In Rostker, my evaluation of the "fair prospect" for reversal of the decision below was conducted in the context of a direct appeal. Where review is sought by the more discretionary avenue of writ of certiorari however, the consideration of prospects for reversal dovetails, to a greater extent, with the prediction that four Justices will vote to hear the case. Thus, it may be that the "fair prospect" of reversal criterion has less independent significance in a stay determination when review will be sought by way of certiorari.
The opinions in chambers denying the requested stay in New York Times Co. v. Jascalevich on the basis of the unlikelihood of review turned not upon the general meritlessness of a newsman's privilege, but more particularly upon the improbability that such a privilege would be applied to preclude in camera inspection of papers by a judge. 439 U.S. at 439 U. S. 1322-1323 (WHITE, J.); 439 U.S. at 1337 (MARSHALL, J.); see United States v. Nixon, 418 U. S. 683 (1974).
Respondent also suggests that Herbert v. Lando, 441 U. S. 153, 441 U. S. 167-169 (1979), contradicts any assertion of a newsman's privilege. That decision, however, dealt with discovery of editorial processes when the collective state of mind of a news organization was directly in issue in a suit against that organization.
Civil contempt proceedings such as these -- against a nonparty and colored by First Amendment overtones -- are appealable for purposes of our review. New York Times Co. v. Jascalevich, supra at 439 U. S. 1318-1319 (WHITE, J., in chambers).
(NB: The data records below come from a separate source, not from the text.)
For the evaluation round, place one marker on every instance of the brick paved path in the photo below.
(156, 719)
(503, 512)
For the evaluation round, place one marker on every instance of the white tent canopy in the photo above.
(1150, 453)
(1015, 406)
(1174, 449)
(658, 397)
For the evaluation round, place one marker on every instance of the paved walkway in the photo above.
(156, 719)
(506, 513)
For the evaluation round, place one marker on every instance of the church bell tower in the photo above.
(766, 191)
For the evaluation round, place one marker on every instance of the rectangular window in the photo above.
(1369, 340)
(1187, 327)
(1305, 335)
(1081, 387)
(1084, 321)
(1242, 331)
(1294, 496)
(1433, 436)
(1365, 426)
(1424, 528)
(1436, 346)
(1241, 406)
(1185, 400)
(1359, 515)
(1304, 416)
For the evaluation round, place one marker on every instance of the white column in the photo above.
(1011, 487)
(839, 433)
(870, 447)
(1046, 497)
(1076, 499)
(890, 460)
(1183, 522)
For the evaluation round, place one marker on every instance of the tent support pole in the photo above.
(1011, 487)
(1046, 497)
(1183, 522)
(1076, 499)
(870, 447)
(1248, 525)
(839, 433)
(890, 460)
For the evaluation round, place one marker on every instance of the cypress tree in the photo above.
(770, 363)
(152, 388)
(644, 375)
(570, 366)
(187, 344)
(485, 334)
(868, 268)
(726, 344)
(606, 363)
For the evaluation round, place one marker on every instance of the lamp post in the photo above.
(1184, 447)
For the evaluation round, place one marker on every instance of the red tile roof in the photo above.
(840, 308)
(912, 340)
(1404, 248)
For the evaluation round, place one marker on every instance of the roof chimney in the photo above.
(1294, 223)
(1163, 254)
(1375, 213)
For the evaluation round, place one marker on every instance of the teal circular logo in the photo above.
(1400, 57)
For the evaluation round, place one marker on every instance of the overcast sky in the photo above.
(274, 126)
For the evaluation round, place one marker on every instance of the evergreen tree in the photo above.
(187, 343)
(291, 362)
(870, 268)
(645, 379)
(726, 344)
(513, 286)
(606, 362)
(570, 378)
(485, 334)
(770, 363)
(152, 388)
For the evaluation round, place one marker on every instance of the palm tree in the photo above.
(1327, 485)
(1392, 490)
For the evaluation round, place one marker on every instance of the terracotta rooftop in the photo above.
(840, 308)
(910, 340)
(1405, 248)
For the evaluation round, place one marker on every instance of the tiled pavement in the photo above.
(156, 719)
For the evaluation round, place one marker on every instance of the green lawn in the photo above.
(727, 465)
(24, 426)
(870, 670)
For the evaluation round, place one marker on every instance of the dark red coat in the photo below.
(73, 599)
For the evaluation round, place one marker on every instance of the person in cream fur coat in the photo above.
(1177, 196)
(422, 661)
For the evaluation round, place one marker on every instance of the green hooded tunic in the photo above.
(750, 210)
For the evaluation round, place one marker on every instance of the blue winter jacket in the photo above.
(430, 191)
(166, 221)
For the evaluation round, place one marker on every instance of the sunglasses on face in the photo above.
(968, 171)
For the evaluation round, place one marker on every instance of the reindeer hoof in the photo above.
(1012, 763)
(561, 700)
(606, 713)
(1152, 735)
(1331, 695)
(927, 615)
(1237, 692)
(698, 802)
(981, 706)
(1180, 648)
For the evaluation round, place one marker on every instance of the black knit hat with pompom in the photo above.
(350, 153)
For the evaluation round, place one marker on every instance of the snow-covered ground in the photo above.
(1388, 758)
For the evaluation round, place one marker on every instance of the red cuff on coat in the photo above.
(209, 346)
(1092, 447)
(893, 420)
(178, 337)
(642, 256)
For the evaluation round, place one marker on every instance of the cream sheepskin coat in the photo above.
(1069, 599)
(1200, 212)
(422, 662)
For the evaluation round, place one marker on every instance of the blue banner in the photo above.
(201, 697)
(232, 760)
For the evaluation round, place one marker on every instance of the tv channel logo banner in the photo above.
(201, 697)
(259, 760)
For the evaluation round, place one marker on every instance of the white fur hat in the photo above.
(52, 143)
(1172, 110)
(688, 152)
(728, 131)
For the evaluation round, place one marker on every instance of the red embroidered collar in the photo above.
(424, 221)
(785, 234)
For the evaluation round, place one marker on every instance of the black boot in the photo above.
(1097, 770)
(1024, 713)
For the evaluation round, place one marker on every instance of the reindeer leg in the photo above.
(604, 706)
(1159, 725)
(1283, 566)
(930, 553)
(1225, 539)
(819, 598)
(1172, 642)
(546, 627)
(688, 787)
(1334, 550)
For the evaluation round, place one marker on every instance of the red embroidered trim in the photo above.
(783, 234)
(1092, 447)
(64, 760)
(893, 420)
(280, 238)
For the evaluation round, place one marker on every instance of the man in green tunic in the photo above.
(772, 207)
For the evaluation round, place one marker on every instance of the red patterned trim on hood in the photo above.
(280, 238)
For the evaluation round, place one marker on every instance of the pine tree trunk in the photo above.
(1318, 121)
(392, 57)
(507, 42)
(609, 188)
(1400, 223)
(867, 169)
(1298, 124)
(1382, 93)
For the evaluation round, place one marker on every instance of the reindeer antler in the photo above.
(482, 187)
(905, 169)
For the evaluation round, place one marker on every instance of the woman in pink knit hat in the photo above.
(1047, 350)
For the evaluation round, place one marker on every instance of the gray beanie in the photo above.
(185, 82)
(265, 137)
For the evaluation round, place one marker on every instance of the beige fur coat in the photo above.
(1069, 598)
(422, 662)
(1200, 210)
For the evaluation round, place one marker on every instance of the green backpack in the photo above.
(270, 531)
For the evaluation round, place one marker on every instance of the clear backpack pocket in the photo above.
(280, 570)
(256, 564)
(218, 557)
The judgment sought to be stayed has been affirmed by the Supreme Judicial Court of Massachusetts, and is final.
Respondent judge suggests that "the ends of justice might . . . be served by the Circuit Justice ordering a stay of the formal proceedings against the Respondent." Memorandum in Opposition 7. Should the Commission and respondent judge be unable to agree upon a continuance, respondent judge is, of course, free to apply for a stay of the proceedings in accordance with proper procedures.
For the reasons stated in this opinion, I believe that applicant's showing is sufficient to support my order of a stay notwithstanding the denial of an indefinite stay below. Cf. Rostker v. Goldberg, ante, p. 448 U. S. 1306.